A large body of evidence has focused on the association of HGI with clinical situations [13, 18, 19]. In the Diabetes Control and Complications Trial (DCCT), Twomey et al. found that in patients with type 1 diabetes, the increased rate of retinopathy and nephropathy usually comes after higher HGI [13]. In addition, the Control Cardiovascular Risk in Diabetes (ACCORD) trial [18] reported that patients with low and moderate HGI levels could benefit from intensive treatment, which is not observed in high HGI group. Unlike the linear relation between HGI and vascular complications reported in previous studies, our study reported a U-shaped association of HGI with the prognosis of ACS patients. Both patients with low and high HGI had poorer prognoses than those with moderate HGI. One potential explanation is stress hyperglycemia [20], a feature of ACS. Stress hyperglycaemia could contribute to high FPG followed by low HGI, but more research is needed to confirm this point.

To better understand the predictive power of HGI for ACS, this study analyzed the correlation between HGI and each type of MACCE and found that HGI was closely related to CV death. In addition, we determined the predictive value of HGI on the composite of MACCEs in different subgroups, such as sex, age, and medical history, indicating that HGI is a good predictor for MACCEs. There is limited evidence showing clinical factors affecting the effect of the HGI value. Di-Shuang et al. [21]. found that higher HGI increased the incidence of hepatic steatosis when adjusted for age, sex, and BMI. Several studies also reported a close relationship between HGI and sex [18, 22], while others did not show any sex differences in HGI [23, 24]. In the future, more research is required to assess the findings. Although HGI is a complex parameter to measure the differences between predict and actual levels of glycation of haemoglobin, current evidence indicated that HGI is helpful to evaluate the prognosis of ACS patients, which may help to develop personalized treatment strategies.

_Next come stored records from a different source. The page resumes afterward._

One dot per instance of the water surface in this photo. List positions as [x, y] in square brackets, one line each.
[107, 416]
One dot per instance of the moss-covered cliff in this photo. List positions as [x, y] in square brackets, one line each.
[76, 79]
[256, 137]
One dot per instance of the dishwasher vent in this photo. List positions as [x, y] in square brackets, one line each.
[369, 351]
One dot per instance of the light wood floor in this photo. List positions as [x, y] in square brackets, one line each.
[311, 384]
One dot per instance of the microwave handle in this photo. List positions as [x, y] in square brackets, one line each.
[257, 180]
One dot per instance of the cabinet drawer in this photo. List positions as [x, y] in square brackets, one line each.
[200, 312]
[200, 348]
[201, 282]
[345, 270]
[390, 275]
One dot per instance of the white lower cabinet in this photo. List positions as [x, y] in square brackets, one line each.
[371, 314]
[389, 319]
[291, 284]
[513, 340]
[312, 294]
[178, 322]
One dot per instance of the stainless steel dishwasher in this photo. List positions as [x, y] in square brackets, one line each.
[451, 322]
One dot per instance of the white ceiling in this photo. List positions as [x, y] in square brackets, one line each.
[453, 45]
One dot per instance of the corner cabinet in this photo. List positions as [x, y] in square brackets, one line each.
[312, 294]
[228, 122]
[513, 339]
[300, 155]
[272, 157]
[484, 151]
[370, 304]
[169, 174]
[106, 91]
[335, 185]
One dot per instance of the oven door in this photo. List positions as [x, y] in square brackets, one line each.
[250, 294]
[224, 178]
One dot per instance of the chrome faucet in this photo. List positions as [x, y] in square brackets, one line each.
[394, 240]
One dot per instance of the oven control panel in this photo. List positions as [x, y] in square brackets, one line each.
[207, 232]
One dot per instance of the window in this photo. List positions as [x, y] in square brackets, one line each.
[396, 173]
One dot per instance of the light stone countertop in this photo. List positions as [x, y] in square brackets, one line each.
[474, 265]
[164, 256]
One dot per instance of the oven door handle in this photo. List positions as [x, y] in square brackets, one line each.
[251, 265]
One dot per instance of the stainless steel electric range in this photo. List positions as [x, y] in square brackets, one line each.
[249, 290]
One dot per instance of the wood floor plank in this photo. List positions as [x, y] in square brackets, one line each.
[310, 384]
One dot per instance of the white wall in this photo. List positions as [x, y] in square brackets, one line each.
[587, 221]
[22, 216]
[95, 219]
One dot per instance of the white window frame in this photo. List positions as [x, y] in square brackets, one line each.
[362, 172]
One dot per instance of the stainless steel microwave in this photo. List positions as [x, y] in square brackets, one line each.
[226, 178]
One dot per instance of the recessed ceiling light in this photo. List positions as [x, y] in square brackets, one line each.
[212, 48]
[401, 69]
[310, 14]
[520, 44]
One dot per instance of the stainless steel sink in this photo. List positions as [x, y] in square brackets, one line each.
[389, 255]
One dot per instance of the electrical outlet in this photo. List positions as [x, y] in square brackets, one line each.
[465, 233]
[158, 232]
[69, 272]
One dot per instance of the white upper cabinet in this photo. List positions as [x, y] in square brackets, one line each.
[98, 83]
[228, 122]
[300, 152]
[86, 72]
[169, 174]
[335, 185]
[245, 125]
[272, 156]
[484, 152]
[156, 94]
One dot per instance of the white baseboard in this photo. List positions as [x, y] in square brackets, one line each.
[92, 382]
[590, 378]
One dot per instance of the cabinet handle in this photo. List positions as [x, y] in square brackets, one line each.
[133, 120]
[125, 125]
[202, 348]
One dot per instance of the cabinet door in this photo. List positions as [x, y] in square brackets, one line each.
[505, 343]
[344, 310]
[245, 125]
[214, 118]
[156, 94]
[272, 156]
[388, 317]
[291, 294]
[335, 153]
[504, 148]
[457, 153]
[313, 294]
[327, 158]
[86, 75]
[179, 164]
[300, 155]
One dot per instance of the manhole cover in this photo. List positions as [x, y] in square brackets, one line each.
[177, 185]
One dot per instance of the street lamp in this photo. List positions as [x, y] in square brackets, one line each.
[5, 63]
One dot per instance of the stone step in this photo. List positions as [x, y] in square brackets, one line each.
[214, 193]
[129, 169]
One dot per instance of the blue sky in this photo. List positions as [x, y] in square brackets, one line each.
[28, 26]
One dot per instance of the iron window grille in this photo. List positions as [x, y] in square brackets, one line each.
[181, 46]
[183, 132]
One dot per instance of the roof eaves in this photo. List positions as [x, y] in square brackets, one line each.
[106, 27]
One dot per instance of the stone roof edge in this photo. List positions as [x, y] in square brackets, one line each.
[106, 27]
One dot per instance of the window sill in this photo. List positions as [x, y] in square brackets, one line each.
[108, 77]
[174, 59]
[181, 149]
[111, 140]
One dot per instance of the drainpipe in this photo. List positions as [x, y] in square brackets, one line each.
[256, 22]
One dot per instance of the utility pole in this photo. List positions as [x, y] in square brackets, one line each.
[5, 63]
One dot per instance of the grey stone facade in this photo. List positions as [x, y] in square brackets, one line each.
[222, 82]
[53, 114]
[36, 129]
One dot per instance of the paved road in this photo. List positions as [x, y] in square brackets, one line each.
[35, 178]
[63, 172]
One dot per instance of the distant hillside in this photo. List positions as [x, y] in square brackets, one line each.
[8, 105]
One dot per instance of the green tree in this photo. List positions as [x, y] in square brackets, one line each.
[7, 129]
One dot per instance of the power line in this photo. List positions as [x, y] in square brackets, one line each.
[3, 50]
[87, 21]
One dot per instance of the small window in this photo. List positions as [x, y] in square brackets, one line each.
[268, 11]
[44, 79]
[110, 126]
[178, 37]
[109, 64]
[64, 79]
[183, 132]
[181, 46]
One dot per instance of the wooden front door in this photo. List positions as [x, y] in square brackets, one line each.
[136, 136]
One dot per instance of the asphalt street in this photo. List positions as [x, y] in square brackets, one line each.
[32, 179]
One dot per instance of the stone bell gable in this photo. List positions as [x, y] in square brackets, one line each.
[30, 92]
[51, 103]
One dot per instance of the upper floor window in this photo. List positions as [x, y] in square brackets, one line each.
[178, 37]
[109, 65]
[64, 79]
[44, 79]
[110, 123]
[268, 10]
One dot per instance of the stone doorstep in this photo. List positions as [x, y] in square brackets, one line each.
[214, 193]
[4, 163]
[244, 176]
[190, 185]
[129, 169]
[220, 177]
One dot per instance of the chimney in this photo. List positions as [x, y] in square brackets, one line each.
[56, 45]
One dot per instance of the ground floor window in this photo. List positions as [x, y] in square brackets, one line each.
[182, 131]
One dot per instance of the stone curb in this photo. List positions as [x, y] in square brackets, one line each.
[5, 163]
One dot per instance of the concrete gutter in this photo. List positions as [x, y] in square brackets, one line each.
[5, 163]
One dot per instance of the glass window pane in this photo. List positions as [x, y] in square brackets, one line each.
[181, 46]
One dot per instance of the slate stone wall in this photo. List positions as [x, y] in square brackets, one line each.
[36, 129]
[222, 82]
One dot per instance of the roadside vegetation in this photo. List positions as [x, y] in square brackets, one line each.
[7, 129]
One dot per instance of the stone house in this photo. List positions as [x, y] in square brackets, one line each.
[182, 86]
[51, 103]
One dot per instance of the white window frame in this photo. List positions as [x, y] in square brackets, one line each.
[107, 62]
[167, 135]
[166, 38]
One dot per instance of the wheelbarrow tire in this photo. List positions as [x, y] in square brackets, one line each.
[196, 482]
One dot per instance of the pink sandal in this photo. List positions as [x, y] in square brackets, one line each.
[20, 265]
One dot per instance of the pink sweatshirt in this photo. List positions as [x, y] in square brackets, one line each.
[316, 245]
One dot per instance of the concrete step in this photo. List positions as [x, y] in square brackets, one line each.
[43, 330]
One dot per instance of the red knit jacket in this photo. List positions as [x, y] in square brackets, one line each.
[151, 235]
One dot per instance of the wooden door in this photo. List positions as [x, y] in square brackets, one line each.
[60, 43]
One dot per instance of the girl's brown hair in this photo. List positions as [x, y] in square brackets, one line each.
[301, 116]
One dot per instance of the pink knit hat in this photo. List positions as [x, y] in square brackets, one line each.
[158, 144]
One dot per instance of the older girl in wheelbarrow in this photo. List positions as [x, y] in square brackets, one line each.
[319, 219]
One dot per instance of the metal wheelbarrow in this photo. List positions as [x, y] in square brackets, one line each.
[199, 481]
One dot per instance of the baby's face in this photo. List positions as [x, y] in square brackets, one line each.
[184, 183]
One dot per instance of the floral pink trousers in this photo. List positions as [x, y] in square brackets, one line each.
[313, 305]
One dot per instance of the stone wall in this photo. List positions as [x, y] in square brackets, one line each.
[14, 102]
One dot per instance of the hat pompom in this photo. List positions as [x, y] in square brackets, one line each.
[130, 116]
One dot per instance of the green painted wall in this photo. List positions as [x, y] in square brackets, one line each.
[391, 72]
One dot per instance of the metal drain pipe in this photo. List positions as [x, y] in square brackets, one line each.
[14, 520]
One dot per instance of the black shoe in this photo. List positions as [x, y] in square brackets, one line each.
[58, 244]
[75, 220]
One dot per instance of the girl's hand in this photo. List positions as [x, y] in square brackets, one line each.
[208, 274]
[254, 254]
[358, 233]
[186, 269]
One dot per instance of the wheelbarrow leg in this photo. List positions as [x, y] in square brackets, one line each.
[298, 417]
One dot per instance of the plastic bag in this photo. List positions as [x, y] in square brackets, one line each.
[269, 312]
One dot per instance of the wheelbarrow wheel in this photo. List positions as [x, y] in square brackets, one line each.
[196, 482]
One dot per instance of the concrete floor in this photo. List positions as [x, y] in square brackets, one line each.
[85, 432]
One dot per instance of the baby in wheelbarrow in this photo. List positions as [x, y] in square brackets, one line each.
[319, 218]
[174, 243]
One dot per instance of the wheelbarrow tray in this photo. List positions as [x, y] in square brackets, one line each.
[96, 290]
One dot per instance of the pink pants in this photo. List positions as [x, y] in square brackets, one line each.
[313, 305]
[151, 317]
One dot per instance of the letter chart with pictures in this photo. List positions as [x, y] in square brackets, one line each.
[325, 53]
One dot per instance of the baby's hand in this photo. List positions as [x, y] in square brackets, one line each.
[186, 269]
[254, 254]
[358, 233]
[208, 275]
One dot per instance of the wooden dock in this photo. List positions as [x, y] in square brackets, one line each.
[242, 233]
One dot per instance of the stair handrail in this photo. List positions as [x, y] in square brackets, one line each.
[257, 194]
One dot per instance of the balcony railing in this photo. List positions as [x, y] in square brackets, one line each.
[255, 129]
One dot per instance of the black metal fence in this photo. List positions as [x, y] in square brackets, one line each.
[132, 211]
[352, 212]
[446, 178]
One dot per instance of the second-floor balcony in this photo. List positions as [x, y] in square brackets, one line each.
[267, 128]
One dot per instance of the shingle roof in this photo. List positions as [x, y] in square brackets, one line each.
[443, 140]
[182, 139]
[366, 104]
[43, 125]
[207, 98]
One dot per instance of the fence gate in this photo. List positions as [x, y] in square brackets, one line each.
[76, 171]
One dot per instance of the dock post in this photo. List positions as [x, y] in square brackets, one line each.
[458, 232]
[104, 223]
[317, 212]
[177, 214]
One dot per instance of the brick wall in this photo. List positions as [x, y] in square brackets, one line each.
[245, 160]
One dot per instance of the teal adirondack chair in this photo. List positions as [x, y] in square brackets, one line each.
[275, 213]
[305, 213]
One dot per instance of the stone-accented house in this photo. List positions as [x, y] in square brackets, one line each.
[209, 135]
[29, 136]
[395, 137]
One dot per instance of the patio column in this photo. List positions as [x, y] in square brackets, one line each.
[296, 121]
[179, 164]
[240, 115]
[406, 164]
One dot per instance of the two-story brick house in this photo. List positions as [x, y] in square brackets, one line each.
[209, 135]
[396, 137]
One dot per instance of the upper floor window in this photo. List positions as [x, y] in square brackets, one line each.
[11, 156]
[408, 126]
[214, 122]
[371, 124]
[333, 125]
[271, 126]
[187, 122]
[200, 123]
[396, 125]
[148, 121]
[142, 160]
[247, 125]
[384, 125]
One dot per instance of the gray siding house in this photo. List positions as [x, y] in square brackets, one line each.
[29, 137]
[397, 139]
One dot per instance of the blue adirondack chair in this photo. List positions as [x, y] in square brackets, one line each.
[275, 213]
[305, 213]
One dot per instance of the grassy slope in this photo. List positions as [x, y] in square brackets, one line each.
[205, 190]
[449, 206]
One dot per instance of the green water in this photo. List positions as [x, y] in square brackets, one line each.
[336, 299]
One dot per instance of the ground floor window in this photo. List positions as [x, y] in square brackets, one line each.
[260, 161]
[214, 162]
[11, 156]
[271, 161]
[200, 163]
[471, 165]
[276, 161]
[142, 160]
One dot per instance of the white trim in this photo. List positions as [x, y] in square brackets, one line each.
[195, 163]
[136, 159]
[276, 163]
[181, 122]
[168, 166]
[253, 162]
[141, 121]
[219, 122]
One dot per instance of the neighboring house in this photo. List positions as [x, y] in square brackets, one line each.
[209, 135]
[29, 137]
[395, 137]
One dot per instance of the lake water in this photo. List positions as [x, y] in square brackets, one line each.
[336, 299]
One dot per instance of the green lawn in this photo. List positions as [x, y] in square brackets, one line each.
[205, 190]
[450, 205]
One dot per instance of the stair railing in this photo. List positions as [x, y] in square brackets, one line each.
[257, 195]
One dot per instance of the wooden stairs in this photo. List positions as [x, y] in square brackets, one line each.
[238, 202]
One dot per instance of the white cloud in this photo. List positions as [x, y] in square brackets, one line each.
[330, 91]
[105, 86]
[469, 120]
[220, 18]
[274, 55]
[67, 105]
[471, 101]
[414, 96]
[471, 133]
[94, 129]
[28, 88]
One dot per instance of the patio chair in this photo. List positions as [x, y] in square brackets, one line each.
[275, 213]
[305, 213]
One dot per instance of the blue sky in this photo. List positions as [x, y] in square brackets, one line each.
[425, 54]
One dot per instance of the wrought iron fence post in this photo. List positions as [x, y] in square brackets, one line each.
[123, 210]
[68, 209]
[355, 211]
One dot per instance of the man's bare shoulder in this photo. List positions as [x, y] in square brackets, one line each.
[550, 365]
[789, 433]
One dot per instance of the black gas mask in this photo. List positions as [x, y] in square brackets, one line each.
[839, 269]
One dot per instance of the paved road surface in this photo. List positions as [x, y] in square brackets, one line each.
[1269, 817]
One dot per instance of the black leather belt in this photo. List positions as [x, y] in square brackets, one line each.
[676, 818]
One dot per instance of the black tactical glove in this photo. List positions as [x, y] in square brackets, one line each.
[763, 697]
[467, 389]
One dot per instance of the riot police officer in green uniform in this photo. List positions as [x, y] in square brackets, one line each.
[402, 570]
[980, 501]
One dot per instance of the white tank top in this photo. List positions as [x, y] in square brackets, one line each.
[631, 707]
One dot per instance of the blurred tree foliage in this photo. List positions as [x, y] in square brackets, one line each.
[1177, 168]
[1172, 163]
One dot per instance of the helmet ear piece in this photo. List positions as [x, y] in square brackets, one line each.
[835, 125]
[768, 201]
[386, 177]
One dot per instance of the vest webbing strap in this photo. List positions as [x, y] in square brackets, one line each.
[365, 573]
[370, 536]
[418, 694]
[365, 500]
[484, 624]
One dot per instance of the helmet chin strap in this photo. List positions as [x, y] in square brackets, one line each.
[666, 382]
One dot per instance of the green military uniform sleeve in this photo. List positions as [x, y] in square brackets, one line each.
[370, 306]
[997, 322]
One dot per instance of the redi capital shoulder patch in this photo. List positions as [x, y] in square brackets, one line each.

In addition, Table 1 demonstrated that there is significant difference of the usage of ACEI/ARB, statin among different HGI groups. This promoted us to investigate the interactions between drugs and HGI levels. Currently, there are few studies focused on this issue. However, we could study from some indirect evidence. A study focused on the efficacy of HGI on non-diabetes patients, and it came out that high HGI were likely to come with obese, higher levels of TG and lower levels of HDL-C [19]. From this aspect, statin treatment may contribute to lower HGI levels. Various researches have reported the efficacy of ACEI/ARBs or SGLT2 inhibitors in diabetes. HGI and HbAc1 shared some commons, indicating that these agents may also influence HGI levels. To further digging the relationship between HGI levels and drug usage.

Limitations

First, although this study included a large sample size, there were still bias due to the single-center and retrospective design issue. Second, laboratory parameters were only measured once during the hospitalization period, which could cause potential bias. Third, we enrolled patients with or without diabetes, which may weaken the confidence of our findings. In the following step, we will enroll ACS patients with diabetes to further investigate the predictive value of HGI. Finally, more prospective cohort studies are necessary to confirm our results.

Conclusion

Conclusively, this study firstly demonstrated the relationship between hemoglobin glycation index and outcomes in patients diagnosed with ACS. Both low HGI and high HGI was reported to attribute higher risk of poor prognosis in ACS patients compared with moderate HGI.